The "S" in Tesla Model S probably stands for sedan, but today, the initial should be renamed to mean safety. The National Highway Traffic Safety Administration (NHTSA) has a five-star safety rating scale — and the Model S just earned 5.4 stars.
Tesla's four-door, all-electric sedan is so safe that during a top-down impact test, the Model S's all-glass panoramic roof was so strong that the testing mechanism broke. Looks like Tesla is raising the bar (or, er, roof) in terms of auto safety.
The overachieving sleek sedan is, in fact, the highest-rated car of any make and model tested by NHTSA in the US. Hop into the Model S's high-tech interiors, and you'll be riding in a vehicle with the lowest likelihood of injury to its occupants.

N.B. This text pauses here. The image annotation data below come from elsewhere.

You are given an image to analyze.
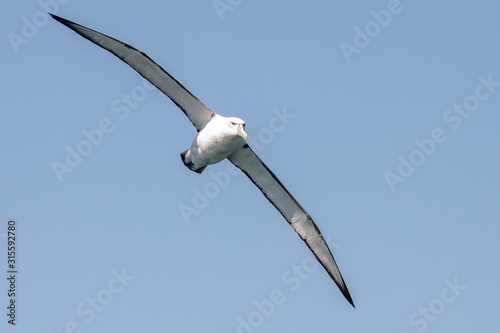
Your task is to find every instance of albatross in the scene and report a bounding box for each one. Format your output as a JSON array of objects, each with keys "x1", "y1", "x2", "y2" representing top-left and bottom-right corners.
[{"x1": 50, "y1": 14, "x2": 354, "y2": 307}]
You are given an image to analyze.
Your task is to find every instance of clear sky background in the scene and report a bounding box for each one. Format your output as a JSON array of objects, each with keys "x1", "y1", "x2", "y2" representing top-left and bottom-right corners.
[{"x1": 0, "y1": 0, "x2": 500, "y2": 333}]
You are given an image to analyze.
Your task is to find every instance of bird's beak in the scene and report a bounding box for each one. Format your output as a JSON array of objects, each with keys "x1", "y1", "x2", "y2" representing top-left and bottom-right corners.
[{"x1": 237, "y1": 125, "x2": 248, "y2": 141}]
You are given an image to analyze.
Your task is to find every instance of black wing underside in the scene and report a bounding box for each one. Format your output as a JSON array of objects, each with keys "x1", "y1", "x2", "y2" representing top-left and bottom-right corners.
[
  {"x1": 50, "y1": 14, "x2": 354, "y2": 306},
  {"x1": 228, "y1": 145, "x2": 354, "y2": 306}
]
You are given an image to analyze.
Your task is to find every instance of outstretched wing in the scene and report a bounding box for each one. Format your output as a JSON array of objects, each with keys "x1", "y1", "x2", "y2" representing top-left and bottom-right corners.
[
  {"x1": 50, "y1": 14, "x2": 214, "y2": 131},
  {"x1": 228, "y1": 145, "x2": 354, "y2": 306}
]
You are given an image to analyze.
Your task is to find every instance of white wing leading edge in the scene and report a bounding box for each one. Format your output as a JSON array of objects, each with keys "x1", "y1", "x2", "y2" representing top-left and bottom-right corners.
[
  {"x1": 50, "y1": 14, "x2": 214, "y2": 131},
  {"x1": 50, "y1": 14, "x2": 354, "y2": 306},
  {"x1": 228, "y1": 145, "x2": 354, "y2": 306}
]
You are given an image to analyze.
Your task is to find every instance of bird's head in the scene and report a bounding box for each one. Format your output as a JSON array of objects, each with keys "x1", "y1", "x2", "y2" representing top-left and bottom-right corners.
[{"x1": 226, "y1": 117, "x2": 248, "y2": 140}]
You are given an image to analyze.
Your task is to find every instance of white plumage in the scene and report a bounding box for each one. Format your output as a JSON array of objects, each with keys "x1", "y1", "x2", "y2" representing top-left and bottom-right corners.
[
  {"x1": 51, "y1": 14, "x2": 354, "y2": 306},
  {"x1": 181, "y1": 113, "x2": 247, "y2": 173}
]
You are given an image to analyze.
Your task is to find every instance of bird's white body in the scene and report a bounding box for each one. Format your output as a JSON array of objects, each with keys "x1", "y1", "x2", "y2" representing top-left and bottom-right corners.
[
  {"x1": 51, "y1": 14, "x2": 354, "y2": 306},
  {"x1": 181, "y1": 113, "x2": 247, "y2": 173}
]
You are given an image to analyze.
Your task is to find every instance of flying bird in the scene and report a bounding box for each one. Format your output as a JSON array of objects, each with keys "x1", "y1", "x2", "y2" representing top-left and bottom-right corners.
[{"x1": 50, "y1": 14, "x2": 354, "y2": 306}]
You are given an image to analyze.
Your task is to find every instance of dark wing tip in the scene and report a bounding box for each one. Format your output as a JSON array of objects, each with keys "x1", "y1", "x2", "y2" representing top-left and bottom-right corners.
[
  {"x1": 341, "y1": 287, "x2": 356, "y2": 309},
  {"x1": 49, "y1": 13, "x2": 67, "y2": 24}
]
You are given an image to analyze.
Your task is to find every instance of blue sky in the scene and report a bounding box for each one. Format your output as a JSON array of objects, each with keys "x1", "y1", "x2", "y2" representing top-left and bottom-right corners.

What makes the Model S's risk of danger so low? Tesla's main advantage is that there isn't a highly flammable, gasoline-fueled engine under its front hood. The battery pack runs the length of the car underneath the body, so the Model S actually has two trunks: one in the front and one in the rear. This secondary trunk in the front gives the Tesla a larger "crumple zone," or area in which to absorb a high-speed impact. If a Model S driver slams into the vehicle in front of her, it's very unlikely that the hood of the Model S will explode from the impact.
The car's bottom-mounted lithium-ion battery did not catch fire during testing either, and the company notes that there is no record of a Tesla battery combusting in a Model S or Roadster vehicle . . . ever.
Not only does the all-electric Tesla Model S (starting around $52,000) rock a 17-inch built-in dashboard display, an NVIDIA Tegra 4 processor, and 130 miles per hour top speeds, it's also the safest sedan on the market. We know what we'll be putting on our wish list for the holidays.
Of course, it's not unlike CEO Elon Musk to set new standards for transportation. The man behind Tesla Motors, PayPal, and SpaceX recently publicized the findings of his new pet project, the Hyperloop, which would transport Californians in a sealed vacuum tube from San Francisco to Los Angeles in 35 minutes.